[R6RS] proposed conversions between strings and bytevectors

William D Clinger will at ccs.neu.edu
Fri Mar 23 17:32:07 EDT 2007


I volunteered to draft rough specifications of the
following six procedures, which I recommend be added
to either library section 1.2 (Unicode strings) or
library chapter 2 (bytevectors).

                                * * *

(string->utf8 string)                                  procedure

Returns a newly allocated (unless empty) bytevector that
contains the UTF-8 encoding of the given string.

(string->utf16 string)                                 procedure
(string->utf16 string endianness)                      procedure

Returns a newly allocated (unless empty) bytevector that
contains the UTF-16BE or UTF-16LE encoding of the given
string (with no byte mark).

The endianness, if specified, must be the symbol big or the
symbol little.  If endianness is not specified or is big, then
UTF-16BE is used.  If endianness is the symbol little, then
UTF-16LE is used.

(string->utf32 string)                                 procedure
(string->utf32 string endianness)                      procedure

Returns a newly allocated (unless empty) bytevector that
contains the UTF-32BE or UTF-32LE encoding of the given
string (with no byte mark).

The endianness, if specified, must be the symbol big or the
symbol little.  If endianness is not specified or is big, then
UTF-32BE is used.  If endianness is the symbol little, then
UTF-32LE is used.

(utf8->string bytevector)                              procedure

The bytevector must contain the representation of a string in
UTF-8; otherwise an exception is raised.  Returns a newly
allocated (unless empty) string whose character sequence is
encoded by the given bytevector.

(utf16->string bytevector)                             procedure
(utf16->string bytevector endianness)                  procedure

If no endianness is specified, the bytevector must contain the
representation of a string according to the UTF-16 encoding
scheme (which permits but does not require a byte order mark).
If endianness is the symbol big, the bytevector must contain
the UTF-16BE encoding of a string.  If endianness is the symbol
little, the bytevector must contain the UTF-16LE encoding of a
string.  If endianness is anything other than the symbol big or
the symbol little, then an exception is raised.

Returns a newly allocated (unless empty) string whose character
sequence is encoded by the given bytevector.

(utf32->string bytevector)                             procedure
(utf32->string bytevector endianness)                  procedure

If no endianness is specified, the bytevector must contain the
representation of a string according to the UTF-32 encoding
scheme (which permits but does not require a byte order mark).
If endianness is the symbol big, the bytevector must contain
the UTF-32BE encoding of a string.  If endianness is the symbol
little, the bytevector must contain the UTF-32LE encoding of a
string.  If endianness is anything other than the symbol big or
the symbol little, then an exception is raised.
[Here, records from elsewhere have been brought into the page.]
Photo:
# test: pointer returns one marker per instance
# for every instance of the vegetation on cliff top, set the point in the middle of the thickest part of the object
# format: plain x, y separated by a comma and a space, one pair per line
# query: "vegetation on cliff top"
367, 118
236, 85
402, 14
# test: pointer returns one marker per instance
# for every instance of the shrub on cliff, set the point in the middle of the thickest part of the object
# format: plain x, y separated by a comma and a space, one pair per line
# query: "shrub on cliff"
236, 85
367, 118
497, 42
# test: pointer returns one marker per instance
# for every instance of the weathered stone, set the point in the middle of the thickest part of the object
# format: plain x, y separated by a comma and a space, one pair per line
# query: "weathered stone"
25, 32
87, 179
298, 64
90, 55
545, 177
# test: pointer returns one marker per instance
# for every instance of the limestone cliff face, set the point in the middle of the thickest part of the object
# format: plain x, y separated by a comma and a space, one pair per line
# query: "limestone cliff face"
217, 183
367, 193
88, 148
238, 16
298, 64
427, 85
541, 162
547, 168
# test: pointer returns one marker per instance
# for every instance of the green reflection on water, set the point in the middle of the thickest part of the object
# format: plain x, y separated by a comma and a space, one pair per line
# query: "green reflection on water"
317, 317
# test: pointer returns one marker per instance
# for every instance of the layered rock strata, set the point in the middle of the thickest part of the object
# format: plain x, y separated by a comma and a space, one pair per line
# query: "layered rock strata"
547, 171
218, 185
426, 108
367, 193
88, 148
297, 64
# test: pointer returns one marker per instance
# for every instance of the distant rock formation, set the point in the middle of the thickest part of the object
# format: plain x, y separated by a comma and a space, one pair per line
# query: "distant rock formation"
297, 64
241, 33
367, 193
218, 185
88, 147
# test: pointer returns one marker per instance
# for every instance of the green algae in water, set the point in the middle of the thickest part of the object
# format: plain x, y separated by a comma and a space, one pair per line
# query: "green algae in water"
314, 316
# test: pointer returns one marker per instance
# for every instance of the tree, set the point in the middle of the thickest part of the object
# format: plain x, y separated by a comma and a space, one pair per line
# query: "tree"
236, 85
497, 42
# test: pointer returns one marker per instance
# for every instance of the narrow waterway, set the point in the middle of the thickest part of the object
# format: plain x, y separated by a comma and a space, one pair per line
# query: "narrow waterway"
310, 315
Returns a newly allocated (unless empty) string whose character
sequence is encoded by the given bytevector.

                                * * *

Note:  The six procedures specified above could be implemented
by the following (untested) definitions.  The complexity and
length of this code is part of the rationale for adding these
procedures to the R6RS.

    (import (r6rs bytevector)
            (r6rs i/o ports)
            (r6rs arithmetic bitwise))

    (define (string->utf8 string)
      (call-with-bytevector-output-port
       (lambda (out) (put-string out string))
       (make-transcoder (utf-8-codec))))

    ; (utf-32-codec) might write a byte order mark,
    ; so it's better not to use textual i/o for this.
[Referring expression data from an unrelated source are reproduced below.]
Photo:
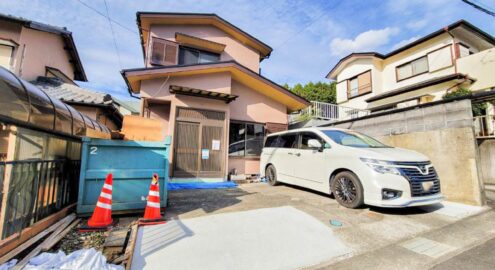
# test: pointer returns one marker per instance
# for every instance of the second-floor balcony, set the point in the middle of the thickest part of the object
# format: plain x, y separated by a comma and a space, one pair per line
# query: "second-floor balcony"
326, 111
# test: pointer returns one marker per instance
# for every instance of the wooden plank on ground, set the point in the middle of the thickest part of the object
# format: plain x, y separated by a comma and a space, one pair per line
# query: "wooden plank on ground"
57, 237
13, 241
34, 239
46, 244
129, 250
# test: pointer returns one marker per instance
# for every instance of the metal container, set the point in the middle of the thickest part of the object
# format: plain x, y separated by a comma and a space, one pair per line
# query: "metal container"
132, 164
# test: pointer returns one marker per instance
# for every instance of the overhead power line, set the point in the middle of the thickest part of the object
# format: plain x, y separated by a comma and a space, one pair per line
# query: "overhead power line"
113, 34
313, 21
107, 17
480, 8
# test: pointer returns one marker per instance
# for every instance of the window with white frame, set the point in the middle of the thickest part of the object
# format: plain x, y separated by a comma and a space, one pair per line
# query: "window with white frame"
413, 68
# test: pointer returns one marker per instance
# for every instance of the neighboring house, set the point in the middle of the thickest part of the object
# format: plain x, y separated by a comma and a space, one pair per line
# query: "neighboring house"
201, 78
98, 106
31, 49
457, 56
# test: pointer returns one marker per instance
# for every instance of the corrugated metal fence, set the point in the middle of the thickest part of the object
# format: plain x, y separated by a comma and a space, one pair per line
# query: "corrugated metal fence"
36, 189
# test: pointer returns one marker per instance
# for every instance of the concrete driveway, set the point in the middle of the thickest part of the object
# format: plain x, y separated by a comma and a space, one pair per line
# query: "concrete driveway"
361, 231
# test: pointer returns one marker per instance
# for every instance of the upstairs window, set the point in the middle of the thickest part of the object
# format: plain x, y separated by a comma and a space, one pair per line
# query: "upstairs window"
164, 52
413, 68
359, 85
190, 56
6, 56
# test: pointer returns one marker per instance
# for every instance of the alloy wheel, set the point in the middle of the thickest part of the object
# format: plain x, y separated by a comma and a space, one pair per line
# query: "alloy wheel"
345, 190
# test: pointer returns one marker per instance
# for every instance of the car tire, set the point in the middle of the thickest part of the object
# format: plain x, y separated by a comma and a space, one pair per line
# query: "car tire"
271, 175
347, 190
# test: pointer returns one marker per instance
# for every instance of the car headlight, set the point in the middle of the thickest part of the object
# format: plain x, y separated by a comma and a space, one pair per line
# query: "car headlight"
380, 166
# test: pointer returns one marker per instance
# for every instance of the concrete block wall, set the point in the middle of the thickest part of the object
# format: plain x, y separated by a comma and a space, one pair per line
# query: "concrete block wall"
444, 133
455, 114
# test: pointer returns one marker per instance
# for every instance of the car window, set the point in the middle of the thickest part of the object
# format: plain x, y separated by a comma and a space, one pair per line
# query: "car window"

    (define (string->utf16 string . rest)
      (let* ((endianness (cond ((null? rest) 'big)
                               ((eq? (car rest) 'big) 'big)
                               ((eq? (car rest) 'little) 'little)
                               (else (endianness-violation
                                      'string->utf16
                                      (car rest)))))
             (n (string-length string)))
        (call-with-bytevector-output-port
         (lambda (out)
           (define put16
             (if (eq? endianness 'big)
                 (lambda (u16)
                   (put-u8 out (bitwise-bit-field u16 8 16))
                   (put-u8 out (bitwise-bit-field u16 0 8)))
                 (lambda (u16)
                   (put-u8 out (bitwise-bit-field u16 0 8))
                   (put-u8 out (bitwise-bit-field u16 8 16)))))
           (do ((i 0 (+ i 1)))
               ((= i n))
             (let ((sv (char->integer (string-ref string i))))
               (if (<= sv #xffff)
                   (put16 sv)
                   (let* ((sp1 (bitwise-or #xdc00 (bitwise-and sv #x03ff)))
                          (sp0 (bitwise-or #xd800
                                           (bitwise-bit-field
                                            (- sv #x10000)
                                            10 20))))
                     (put16 sp0)
                     (put16 sp1)))))))))

    ; The current draft response to formal comment 181
    ; says we are removing utf-32-codec from the report,
    ; so we can't use textual i/o for this.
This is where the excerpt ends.